2.2.3. Mechanical Characterization

The tensile response of S1, S2, S3 and SP scaffolds were assessed and compared using routine tensile tests performed in a physiological environment by immersion into water at 37 °C. Scaffolds were subject to increasing loading–unloading cycles using a tensile machine (Zwick Roell Z0.50 TN with a load cell XforceP of 100 N) and custom grips to screw the scaffolds. After measuring the distance between grips to define the initial scaffold length, displacements were applied at a speed of 0.1 mm/s in such a way that it corresponded to 1%, 3%, 5% and 10% of the initial scaffold length. Scaffold properties were determined from the post-treatment of recorded forces and displacements during the tensile test, involving the calculation of strain and stress. For each loading cycle and each scaffold configuration, the two following moduli were computed: the “toe” modulus was defined as the slope at the origin of the stress–strain response, while the “linear” modulus was defined was the slope of the stress–strain response when the prescribed strain was reached.

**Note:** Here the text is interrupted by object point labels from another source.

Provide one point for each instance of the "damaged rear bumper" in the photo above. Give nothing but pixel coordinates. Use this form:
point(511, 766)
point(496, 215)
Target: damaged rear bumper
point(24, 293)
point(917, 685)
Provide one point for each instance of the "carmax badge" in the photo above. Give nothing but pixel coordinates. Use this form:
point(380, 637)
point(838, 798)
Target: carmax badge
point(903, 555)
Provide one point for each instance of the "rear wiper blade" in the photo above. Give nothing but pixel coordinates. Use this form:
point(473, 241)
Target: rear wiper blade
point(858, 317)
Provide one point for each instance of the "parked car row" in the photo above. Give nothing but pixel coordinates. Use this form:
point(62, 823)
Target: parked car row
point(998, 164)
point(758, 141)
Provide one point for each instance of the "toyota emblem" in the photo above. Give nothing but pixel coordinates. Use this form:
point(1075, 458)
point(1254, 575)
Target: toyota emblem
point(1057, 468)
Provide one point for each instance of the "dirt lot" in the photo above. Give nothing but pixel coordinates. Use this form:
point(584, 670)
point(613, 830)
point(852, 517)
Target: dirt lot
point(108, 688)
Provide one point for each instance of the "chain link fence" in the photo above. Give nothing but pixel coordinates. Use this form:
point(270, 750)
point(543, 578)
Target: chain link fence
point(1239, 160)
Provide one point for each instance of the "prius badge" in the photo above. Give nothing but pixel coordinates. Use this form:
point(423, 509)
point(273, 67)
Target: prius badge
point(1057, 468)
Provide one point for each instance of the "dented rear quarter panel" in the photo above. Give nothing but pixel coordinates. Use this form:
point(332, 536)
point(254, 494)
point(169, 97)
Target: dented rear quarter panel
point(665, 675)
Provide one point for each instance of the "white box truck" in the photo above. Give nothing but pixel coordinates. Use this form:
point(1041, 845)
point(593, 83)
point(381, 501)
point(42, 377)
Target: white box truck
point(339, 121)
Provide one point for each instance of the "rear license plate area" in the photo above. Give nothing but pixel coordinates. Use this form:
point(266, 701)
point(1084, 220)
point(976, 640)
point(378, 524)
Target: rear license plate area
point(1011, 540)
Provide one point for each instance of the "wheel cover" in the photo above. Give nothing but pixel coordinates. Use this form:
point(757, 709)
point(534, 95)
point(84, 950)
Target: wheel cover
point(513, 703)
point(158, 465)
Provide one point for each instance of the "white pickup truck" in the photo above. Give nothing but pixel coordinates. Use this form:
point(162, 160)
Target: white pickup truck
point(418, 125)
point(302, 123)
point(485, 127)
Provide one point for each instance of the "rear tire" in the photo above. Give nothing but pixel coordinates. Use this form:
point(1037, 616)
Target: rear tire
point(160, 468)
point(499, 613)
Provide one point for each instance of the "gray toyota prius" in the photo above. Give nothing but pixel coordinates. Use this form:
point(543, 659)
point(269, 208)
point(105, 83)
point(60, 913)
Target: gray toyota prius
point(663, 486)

2.3. Evaluation of Biocompatibility of MSCs on Scaffolds

2.3.1. MSC Isolation and Expansion

WJ-MSCs and BM-MSCs were isolated and expanded according to a previously described method [15]. α-MEM (Lonza) medium, containing 10% fetal calf serum (FCS, Dominique Dutscher), 2 mM L-glutamine (Sigma), 100 U/mL penicillin /streptomycin (Gibco) and 1 μg/mL amphoterin B (Gibco) was used for cell culture. MSCs were incubated at 37 °C, 5% CO2, 90% humidity and the medium was changed twice a week.

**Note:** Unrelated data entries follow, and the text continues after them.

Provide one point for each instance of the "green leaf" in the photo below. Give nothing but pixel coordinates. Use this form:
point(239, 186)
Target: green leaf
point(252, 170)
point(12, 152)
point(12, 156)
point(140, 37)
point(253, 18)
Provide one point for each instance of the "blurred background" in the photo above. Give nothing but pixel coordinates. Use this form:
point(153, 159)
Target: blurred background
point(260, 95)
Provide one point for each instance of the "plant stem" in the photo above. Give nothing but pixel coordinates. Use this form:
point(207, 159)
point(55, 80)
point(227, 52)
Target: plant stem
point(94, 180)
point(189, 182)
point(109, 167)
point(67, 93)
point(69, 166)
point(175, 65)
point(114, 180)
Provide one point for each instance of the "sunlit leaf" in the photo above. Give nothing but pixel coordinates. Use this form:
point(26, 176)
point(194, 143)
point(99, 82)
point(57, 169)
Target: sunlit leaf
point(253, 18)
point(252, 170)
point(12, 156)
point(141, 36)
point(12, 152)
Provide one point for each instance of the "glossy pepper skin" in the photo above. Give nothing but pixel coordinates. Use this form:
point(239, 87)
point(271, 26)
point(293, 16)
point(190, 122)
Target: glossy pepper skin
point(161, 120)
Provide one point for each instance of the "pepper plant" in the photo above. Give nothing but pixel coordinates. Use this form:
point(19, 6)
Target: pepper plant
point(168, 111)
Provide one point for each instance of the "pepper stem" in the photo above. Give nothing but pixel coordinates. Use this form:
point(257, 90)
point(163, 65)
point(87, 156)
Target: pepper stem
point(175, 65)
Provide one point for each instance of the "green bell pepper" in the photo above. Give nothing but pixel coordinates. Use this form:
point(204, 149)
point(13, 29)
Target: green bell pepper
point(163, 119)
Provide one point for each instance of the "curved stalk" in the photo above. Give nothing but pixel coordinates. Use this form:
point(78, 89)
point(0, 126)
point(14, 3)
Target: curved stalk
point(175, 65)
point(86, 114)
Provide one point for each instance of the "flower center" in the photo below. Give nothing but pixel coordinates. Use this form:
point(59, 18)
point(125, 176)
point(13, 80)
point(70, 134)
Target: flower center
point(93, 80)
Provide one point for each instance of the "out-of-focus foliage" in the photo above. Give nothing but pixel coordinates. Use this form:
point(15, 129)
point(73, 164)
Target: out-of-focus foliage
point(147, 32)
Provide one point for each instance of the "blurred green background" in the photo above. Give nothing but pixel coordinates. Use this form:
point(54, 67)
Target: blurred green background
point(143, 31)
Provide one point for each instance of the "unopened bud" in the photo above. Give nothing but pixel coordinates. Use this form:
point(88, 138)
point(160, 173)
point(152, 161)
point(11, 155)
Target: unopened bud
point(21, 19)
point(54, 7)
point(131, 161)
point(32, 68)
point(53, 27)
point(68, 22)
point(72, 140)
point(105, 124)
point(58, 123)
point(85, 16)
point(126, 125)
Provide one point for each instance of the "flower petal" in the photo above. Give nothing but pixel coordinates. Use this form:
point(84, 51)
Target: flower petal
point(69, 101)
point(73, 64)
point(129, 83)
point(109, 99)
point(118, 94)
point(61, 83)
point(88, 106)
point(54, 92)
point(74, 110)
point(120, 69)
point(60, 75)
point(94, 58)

2.3.2. MSCs Culture on Scaffolds

MSCs were detached at passage 2 (P2) with a 70–80% confluence. Scaffolds were sterilized with UV radiation for 30 min each side. As described in [5], cells were seeded onto the scaffolds by depositing drops of cell suspension within the periphery of the scaffolds. Due to the pore size gradient offered by the scaffold architecture, the cell suspension immediately penetrated the scaffold center and spread along the scaffold. The volumes of cell suspension were optimized for each scaffold configuration and finally 3 × 105 cells were suspended into 20 µL for S1, 40 µL for S2, 60 µL for S3 and 30 µL for SP in such a way that the drops spread along the scaffold. MSC scaffolds were maintained 1 h in the incubator for initial cellular adhesion before supplying 1 mL of the α-MEM complete medium containing 100 μg/mL of ascorbic acid (Sigma), and then cultured for 2 weeks. Medium was changed twice a week.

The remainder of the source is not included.